Photo by Tanaphong Toochinda on Unsplash
There are a couple of different ideas of baby weaning out there – traditional purees vs. baby led weaning, with a variety of different opinions on how to go about doing this. Doctors often provide a variety of advice to patients. There is a lot of confusion over when to start – 4 months to 6 months? This confusion is due to the medical recommendations changing over the past 15 years. Please remember, medicine is a science, and science is constantly evolving. The recommendations often change, as science is constantly changing, but medical professionals, often have to do their best to keep up with the information. They are seeing patients on a daily basis, which doesn’t give them the luxury of reading scientific journals all the time.
Despite the recommendations, every child develops at a different rate. When to start your baby on solid foods should be dependent on when your baby is ready. This can be anywhere from 4 to 8 months of age, depending on the baby. What are the signs?
Can your baby sit up on his own?
Is your baby interested in food, watching you eat and gets excited for food? (This may include wanting to grab food or the spoon and put it in her mouth.)
Does your baby open his mouth when the food is coming?
Can your baby move food from the front of her mouth to the back?
Is your baby able to pick up food, initially this may be using the palmar grip, but soon advancing to the pincher grip?
If you baby is showing all the above signs, she may be ready to start solid foods. As to what foods to start with, this will be heavily dependent on your choice feeding method.
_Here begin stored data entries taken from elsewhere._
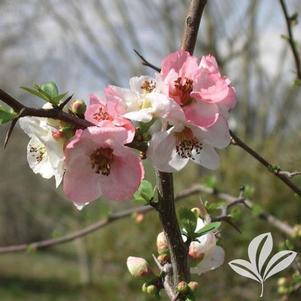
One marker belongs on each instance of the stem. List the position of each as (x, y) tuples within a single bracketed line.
[(167, 213), (262, 289), (166, 206)]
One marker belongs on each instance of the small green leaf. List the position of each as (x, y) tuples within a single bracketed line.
[(210, 181), (6, 115), (145, 193), (208, 228), (35, 92), (188, 220)]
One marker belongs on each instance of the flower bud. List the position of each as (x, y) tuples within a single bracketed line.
[(197, 211), (137, 266), (78, 107), (57, 134), (182, 287), (151, 289), (196, 252), (162, 245), (193, 285), (163, 258)]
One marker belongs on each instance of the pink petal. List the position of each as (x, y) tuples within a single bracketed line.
[(201, 114), (125, 177)]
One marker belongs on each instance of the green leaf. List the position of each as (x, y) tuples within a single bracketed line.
[(208, 228), (6, 115), (188, 220), (145, 193)]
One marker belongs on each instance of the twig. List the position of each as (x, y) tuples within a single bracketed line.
[(90, 229), (291, 39), (146, 62), (276, 171)]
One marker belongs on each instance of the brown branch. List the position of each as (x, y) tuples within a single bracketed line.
[(192, 23), (90, 229), (166, 207), (291, 39), (274, 170)]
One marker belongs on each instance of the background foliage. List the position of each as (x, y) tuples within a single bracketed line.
[(84, 45)]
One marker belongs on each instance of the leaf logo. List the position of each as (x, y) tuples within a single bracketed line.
[(261, 266)]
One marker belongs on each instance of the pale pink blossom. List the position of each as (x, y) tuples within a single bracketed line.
[(99, 164), (171, 150), (199, 88), (102, 112), (145, 100)]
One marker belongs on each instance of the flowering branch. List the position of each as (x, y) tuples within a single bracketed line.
[(289, 22), (166, 208), (283, 176)]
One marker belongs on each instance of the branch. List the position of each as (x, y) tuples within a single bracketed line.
[(276, 171), (166, 207), (291, 39), (55, 113), (90, 229)]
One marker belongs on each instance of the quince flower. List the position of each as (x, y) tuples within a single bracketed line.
[(144, 100), (172, 149), (198, 88), (45, 153), (99, 164)]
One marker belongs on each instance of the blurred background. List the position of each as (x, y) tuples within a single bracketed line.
[(83, 46)]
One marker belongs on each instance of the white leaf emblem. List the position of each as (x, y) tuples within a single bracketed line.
[(259, 268)]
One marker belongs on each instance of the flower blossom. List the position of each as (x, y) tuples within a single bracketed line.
[(198, 88), (102, 112), (45, 153), (144, 101), (171, 150), (99, 164)]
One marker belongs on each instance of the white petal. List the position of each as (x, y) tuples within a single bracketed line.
[(38, 159), (210, 263), (162, 152), (207, 157)]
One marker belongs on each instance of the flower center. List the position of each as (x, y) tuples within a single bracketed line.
[(186, 143), (184, 87), (101, 160), (148, 86), (38, 151), (101, 114)]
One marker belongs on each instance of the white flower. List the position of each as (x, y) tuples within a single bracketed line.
[(172, 149), (45, 154), (205, 252), (145, 100)]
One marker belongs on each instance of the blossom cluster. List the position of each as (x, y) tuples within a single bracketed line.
[(179, 114)]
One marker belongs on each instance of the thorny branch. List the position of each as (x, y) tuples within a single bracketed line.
[(193, 190), (289, 22)]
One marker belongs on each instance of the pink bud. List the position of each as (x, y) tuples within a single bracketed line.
[(56, 134), (137, 266), (196, 252), (162, 245)]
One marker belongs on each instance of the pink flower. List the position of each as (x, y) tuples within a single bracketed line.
[(98, 164), (172, 149), (101, 112), (199, 88)]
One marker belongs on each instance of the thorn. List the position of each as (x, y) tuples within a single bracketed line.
[(62, 105), (11, 127), (9, 132)]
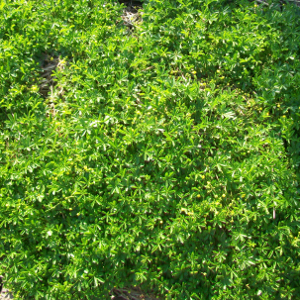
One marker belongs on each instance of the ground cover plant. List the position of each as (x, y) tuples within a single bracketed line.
[(162, 155)]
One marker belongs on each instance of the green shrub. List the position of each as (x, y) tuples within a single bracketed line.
[(165, 157)]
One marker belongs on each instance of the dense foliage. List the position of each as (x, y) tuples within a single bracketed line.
[(165, 156)]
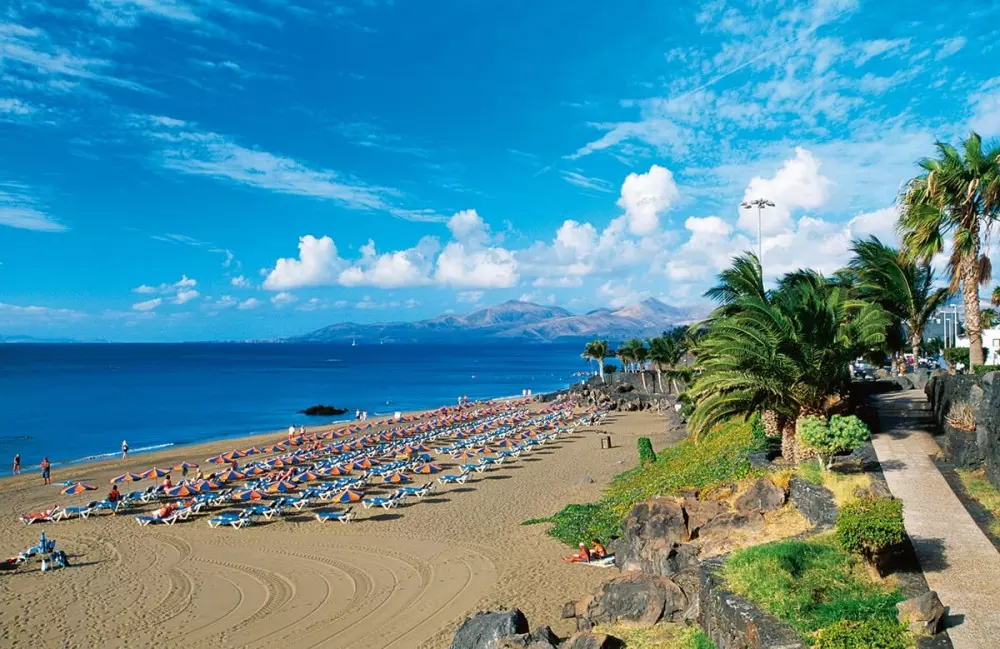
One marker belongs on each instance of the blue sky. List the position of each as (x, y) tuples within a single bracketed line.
[(217, 169)]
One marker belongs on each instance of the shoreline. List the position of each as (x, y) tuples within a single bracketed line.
[(245, 439)]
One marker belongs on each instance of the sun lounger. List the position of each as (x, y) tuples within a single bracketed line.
[(40, 517), (343, 516)]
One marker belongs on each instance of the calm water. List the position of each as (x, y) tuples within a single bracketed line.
[(72, 402)]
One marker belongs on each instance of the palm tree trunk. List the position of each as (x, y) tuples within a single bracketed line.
[(970, 296), (789, 445)]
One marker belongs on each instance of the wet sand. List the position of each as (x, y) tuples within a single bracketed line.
[(401, 578)]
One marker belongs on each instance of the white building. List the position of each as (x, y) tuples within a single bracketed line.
[(991, 341)]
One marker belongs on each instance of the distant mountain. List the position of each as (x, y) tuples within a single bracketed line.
[(513, 320)]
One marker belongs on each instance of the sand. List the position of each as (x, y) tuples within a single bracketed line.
[(402, 578)]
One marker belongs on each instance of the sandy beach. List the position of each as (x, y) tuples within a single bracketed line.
[(401, 578)]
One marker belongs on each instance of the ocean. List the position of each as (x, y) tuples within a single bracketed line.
[(77, 402)]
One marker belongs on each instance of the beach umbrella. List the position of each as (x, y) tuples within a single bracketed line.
[(181, 491), (126, 477), (231, 474), (249, 494), (77, 488), (282, 486), (348, 496)]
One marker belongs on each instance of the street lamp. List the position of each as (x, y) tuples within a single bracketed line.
[(760, 204)]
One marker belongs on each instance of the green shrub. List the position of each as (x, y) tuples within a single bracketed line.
[(870, 525), (576, 524), (839, 435), (811, 584), (646, 453), (869, 634)]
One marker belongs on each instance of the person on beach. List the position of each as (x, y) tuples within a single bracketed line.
[(114, 497), (583, 556)]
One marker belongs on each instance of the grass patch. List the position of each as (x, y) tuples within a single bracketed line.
[(980, 489), (812, 584), (720, 456), (661, 636), (845, 486)]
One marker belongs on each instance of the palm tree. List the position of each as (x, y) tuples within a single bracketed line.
[(988, 318), (787, 352), (665, 352), (959, 195), (901, 286), (597, 350)]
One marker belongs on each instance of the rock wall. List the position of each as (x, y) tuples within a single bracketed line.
[(733, 622), (969, 448)]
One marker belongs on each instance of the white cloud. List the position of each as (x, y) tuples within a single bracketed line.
[(185, 295), (283, 299), (147, 305), (18, 206), (797, 185), (394, 269), (465, 266), (645, 197), (318, 264)]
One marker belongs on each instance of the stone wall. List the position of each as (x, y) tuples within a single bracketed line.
[(734, 622), (969, 448)]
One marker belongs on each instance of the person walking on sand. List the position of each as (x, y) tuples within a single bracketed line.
[(46, 471)]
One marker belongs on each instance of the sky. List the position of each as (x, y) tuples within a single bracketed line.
[(226, 169)]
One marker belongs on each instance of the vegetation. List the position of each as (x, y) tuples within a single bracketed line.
[(959, 195), (814, 585), (646, 453), (962, 415), (597, 350), (869, 526), (720, 456), (662, 636), (785, 351), (828, 438), (902, 287), (980, 489)]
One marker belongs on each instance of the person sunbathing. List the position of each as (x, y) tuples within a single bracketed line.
[(581, 557)]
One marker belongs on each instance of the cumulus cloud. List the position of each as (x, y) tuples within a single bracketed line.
[(644, 197), (318, 264), (797, 185), (147, 305), (283, 299)]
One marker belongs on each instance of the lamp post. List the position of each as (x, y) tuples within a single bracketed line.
[(760, 204)]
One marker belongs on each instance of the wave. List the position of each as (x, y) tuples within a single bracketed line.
[(107, 456)]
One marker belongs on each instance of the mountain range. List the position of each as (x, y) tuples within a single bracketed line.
[(514, 320)]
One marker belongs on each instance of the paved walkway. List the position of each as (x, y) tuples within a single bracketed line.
[(958, 560)]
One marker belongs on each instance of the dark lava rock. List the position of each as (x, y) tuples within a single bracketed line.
[(485, 630), (314, 411), (764, 496)]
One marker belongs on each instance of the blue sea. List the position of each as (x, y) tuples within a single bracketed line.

The most recent guidelines are for all kinds of food are acceptable (in an age appropriate texture**) to be fed to a baby, with the exception of honey (wait until after 1 year). This includes allergenic foods (wheat, egg, peanuts, dairy, etc) and high protein foods (meats, eggs, fish).
It is an exciting time of exploration for your baby. The food your baby eats in the first few months are more for learning than for nutrition, so just enjoy the moment! It will get messy, but this is all part of the developmental and learning processes.
**Age appropriate texture will vary from mushy soft for babies and will advance to normal table food.